Conflicts can be resolved by either client or some consensus algorithms.

Collaborative Editing

Ellis and Gibbs’s paper involves the use of a vector clock to order the operations generated on different sites (each site or user is associated with a single document replica). The paper defines a Convergence Property and a Precedence Property and a notion of quiescence to describe the correctness of the algorithm. The authors define the properties as follows:

The Precedence Property states that if one operation, o, precedes another, p, then at each site the execution of o happens before the execution of p.

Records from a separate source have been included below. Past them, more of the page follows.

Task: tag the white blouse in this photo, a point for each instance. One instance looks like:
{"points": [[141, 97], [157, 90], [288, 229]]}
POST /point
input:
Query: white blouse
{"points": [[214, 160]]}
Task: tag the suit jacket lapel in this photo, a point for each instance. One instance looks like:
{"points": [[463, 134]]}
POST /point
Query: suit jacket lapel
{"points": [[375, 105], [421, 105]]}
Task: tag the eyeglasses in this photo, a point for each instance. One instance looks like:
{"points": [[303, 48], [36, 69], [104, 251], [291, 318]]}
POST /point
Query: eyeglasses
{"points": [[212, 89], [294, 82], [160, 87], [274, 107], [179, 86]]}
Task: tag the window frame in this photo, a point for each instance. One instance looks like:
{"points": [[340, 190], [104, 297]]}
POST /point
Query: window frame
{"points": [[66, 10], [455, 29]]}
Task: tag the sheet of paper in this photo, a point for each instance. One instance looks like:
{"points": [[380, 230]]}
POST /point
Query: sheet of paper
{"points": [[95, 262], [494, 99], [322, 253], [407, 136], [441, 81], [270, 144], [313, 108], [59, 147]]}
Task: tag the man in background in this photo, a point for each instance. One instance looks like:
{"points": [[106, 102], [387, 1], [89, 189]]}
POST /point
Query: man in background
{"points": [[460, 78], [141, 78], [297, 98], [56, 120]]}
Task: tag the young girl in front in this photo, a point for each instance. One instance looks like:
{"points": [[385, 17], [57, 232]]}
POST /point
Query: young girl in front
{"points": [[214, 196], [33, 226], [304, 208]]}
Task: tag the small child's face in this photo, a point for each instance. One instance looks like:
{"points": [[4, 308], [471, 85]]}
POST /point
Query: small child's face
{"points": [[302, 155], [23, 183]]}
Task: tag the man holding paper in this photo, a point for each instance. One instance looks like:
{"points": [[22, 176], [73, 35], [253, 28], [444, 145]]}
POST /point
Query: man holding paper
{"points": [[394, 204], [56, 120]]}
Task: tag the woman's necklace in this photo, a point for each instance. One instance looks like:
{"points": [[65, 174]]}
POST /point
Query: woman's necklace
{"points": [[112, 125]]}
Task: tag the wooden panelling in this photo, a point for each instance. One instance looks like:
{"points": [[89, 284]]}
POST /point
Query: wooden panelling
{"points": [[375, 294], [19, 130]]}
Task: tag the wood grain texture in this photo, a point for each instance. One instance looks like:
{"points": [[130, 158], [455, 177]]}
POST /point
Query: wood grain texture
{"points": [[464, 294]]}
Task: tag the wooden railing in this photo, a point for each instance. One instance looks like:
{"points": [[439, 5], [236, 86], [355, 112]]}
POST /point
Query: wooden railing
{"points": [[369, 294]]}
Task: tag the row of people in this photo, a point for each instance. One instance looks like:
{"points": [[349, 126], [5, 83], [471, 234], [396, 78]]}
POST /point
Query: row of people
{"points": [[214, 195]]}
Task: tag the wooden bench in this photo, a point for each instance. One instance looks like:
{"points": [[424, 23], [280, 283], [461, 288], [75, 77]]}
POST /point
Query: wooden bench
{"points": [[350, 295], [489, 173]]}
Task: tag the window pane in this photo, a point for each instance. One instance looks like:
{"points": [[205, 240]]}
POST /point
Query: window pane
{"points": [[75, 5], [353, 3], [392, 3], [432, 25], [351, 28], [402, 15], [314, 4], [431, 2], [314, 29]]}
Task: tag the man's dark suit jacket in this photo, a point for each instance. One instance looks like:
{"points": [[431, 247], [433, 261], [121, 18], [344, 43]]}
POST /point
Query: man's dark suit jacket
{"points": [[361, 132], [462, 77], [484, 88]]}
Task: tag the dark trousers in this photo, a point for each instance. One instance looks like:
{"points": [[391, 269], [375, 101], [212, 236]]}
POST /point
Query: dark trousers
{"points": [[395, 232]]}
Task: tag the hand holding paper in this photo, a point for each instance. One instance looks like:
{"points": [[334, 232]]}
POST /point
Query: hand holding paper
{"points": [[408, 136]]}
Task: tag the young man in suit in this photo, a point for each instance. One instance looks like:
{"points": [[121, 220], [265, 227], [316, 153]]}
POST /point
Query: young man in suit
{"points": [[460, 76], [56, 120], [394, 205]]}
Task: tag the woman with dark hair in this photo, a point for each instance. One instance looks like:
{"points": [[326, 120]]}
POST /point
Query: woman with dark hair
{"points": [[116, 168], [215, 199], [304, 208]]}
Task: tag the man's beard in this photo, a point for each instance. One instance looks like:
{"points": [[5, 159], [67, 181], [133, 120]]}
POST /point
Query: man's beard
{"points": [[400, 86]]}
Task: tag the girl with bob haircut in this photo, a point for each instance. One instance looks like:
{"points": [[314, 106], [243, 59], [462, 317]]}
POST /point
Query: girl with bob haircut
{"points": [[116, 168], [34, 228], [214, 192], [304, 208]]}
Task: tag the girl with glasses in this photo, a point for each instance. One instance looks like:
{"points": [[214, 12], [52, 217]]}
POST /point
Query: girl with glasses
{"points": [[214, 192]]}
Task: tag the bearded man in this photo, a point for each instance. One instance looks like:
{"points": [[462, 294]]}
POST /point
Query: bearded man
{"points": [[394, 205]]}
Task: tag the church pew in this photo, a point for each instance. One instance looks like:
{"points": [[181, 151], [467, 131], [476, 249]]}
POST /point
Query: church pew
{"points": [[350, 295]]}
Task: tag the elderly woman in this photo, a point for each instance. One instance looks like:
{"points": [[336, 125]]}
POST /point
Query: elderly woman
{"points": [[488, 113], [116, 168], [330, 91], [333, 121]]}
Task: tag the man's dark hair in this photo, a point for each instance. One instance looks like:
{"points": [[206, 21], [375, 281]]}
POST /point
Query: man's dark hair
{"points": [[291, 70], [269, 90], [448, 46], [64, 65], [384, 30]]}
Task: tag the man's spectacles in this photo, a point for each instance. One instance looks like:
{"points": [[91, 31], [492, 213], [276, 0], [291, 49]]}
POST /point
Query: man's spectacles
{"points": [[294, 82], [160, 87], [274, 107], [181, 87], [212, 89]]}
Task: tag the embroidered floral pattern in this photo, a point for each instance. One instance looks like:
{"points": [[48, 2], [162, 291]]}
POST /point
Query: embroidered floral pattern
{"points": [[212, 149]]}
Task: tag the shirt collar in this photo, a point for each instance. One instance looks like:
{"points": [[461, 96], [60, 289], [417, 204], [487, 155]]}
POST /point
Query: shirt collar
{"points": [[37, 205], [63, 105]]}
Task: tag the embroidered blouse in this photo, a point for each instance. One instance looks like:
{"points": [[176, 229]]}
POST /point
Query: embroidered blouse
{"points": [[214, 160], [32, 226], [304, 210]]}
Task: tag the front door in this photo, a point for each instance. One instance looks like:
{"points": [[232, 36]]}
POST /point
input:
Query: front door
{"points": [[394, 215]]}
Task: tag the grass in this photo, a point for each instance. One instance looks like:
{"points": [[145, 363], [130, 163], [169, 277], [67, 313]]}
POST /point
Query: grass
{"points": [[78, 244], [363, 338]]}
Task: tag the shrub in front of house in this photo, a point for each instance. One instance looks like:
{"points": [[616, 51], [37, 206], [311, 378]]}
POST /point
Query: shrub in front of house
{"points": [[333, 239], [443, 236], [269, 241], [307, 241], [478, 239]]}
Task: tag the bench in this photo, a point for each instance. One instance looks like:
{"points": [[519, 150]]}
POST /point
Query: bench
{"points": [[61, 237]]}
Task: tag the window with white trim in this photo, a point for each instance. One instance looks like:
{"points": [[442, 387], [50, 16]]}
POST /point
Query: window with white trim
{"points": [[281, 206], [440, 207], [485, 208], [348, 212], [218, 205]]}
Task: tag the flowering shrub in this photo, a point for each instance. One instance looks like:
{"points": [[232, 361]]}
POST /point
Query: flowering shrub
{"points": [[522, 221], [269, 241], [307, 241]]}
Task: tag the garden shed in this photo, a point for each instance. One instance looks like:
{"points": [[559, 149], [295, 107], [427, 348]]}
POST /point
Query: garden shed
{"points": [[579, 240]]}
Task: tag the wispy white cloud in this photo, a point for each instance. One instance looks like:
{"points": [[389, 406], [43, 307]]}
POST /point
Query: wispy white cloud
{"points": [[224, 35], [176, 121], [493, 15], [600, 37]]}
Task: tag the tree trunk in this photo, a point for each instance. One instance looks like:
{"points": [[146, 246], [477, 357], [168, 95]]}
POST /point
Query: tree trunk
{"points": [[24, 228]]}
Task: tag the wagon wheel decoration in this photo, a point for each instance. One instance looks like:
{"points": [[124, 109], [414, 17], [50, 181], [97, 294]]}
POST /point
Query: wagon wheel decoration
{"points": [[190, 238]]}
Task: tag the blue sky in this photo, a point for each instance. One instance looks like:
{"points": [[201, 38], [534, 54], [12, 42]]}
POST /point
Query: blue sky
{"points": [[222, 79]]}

A groupware session is quiescent iff all generated operations have been executed at all sites, that is, there are no requests in transit or waiting to be executed by a site process.

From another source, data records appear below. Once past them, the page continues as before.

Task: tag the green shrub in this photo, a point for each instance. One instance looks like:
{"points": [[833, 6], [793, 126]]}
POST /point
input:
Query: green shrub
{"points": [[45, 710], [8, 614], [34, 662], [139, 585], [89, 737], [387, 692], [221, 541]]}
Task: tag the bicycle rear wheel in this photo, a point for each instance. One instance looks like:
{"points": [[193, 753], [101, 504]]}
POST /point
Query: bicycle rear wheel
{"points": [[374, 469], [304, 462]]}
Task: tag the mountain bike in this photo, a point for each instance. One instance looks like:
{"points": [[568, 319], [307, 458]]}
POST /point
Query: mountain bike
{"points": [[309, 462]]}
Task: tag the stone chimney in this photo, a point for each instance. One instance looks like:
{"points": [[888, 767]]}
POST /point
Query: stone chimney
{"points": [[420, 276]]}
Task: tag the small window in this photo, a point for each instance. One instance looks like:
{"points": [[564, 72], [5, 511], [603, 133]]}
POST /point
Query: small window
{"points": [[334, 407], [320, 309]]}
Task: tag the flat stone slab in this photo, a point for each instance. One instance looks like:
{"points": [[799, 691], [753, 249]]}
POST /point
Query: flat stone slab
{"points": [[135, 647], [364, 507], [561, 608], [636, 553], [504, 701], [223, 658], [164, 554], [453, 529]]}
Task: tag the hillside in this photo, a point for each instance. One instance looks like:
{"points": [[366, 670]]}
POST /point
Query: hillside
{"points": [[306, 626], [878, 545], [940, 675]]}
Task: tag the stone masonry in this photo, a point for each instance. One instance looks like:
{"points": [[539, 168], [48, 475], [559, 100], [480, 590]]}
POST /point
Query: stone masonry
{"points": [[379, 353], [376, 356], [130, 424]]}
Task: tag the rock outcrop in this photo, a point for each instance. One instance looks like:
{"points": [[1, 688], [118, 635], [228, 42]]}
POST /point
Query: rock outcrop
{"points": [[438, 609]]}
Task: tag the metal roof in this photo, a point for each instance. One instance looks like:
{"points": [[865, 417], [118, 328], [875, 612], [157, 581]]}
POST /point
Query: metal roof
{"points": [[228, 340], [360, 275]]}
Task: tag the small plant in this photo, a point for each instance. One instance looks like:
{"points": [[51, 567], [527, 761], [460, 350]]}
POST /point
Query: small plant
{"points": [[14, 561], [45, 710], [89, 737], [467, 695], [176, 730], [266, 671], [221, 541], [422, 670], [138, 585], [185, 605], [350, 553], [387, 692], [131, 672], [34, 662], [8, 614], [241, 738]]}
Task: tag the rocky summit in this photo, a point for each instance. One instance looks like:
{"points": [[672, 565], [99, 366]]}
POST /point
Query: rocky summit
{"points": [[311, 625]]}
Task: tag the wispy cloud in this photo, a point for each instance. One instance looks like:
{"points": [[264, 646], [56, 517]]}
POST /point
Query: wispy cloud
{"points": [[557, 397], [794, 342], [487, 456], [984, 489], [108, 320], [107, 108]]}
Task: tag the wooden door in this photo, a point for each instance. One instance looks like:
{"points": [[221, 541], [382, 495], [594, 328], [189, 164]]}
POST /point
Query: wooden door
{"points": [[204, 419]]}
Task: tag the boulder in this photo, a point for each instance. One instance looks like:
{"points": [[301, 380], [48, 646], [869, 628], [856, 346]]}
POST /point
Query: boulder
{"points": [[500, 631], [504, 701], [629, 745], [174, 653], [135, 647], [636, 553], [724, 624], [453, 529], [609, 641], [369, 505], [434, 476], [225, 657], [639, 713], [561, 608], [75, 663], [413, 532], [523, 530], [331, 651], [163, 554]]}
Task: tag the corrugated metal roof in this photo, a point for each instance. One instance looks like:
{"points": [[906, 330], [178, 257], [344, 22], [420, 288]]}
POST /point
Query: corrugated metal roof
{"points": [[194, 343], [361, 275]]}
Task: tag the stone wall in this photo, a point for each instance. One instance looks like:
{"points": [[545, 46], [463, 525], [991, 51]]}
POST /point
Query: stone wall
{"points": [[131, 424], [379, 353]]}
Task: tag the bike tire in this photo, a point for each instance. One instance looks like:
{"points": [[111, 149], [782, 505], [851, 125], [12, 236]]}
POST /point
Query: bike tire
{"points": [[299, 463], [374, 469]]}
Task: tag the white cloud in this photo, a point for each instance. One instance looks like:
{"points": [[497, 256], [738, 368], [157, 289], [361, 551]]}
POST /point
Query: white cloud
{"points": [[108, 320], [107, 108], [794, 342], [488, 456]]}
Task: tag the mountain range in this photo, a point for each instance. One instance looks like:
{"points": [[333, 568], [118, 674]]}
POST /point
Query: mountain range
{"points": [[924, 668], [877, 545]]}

The Convergence Property states that site objects are identical at all sites at quiescence

The Distributed Operational Transformation (dOPT) algorithm

For every change that a site makes to its replica, a request is generated and sent to other sites. To achieve the two properties the design uses a request queue Qi and a request log Li, where the subscript i is the site identifier.

The request queue contains operation requests either sent by remote sites. These are requests that are waiting to be processed, and the queue acts as a buffer where all incoming requests are stored for further processing.
The request log, on the other hand, is a log of requests that have been executed by the site. The log is a list of requests ordered by the order in which the requests were executed.

Each request has the form <i, s, o, p>, where i represents the site identifier and s represents the state vector of the site i. The state vector is essentially a vector clock that specify when an operation was executed on site j and its relation to the operations in the request queue in site i. o represents the operation to be performed (insert or delete). Finally, p specifies the priority of the operation.

The algorithm uses state vectors to order events causally. Given two state vectors si and sj:

si = sj if each component of si is equal to the corresponding component of sj.
si < sj if each component of si is less than or equal to the corresponding component of sj and at least one component of si is less than the corresponding component in sj.
si > sj if at least one component of si is greater than the corresponding component in sj.

The algorithm defines three possible execution states:

Operation request generation,
Operation request reception, and
Operation execution.

During operation request generation the site i generates an insert or delete operation. The operation is not executed immediately; the local data is not modified during operation request generation. Once the request is generated, it is appended to the site’s request queue Qi and broadcast to all other sites.

Generate operation <i ,si , o, p>
Qi := Qi + <i ,si , o, p>

A request generated on a site j is eventually received by site i which then moves to the “operation request reception” state. In this state, the received operations are appended to the site’s request queue.

Receive operation request from remote site j: <j ,sj , oj, pj >
Qi := Qi + <j ,sj , oj, pj >

During operation execution, requests from the request queue are processed. The order of execution of requests in the request queue is determined by the total order of events in the request queue as determined by the comparison of the state vectors. Briefly, in this step the operation from the request queue is chosen based on the executed operations in the request log. We locate the operation older than the current state vector at site i. Transformation is performed based on the operation logs in the request log. Comparison of the state vectors follows the conditions stated previously:

If sj > sj, this means that the site j has executed operations which site i has not seen yet. So this operation will have to stay in the queue till all operations between i and j have been executed.
If sj = sj, the two state vectors are identical and operation oj can be executed without transformation.
If sj < sj, site i has executed operations not seen by site j. The operation can be applied immediately, but requires operations to be transformed because other changes not visible to site j have already been executed by site i.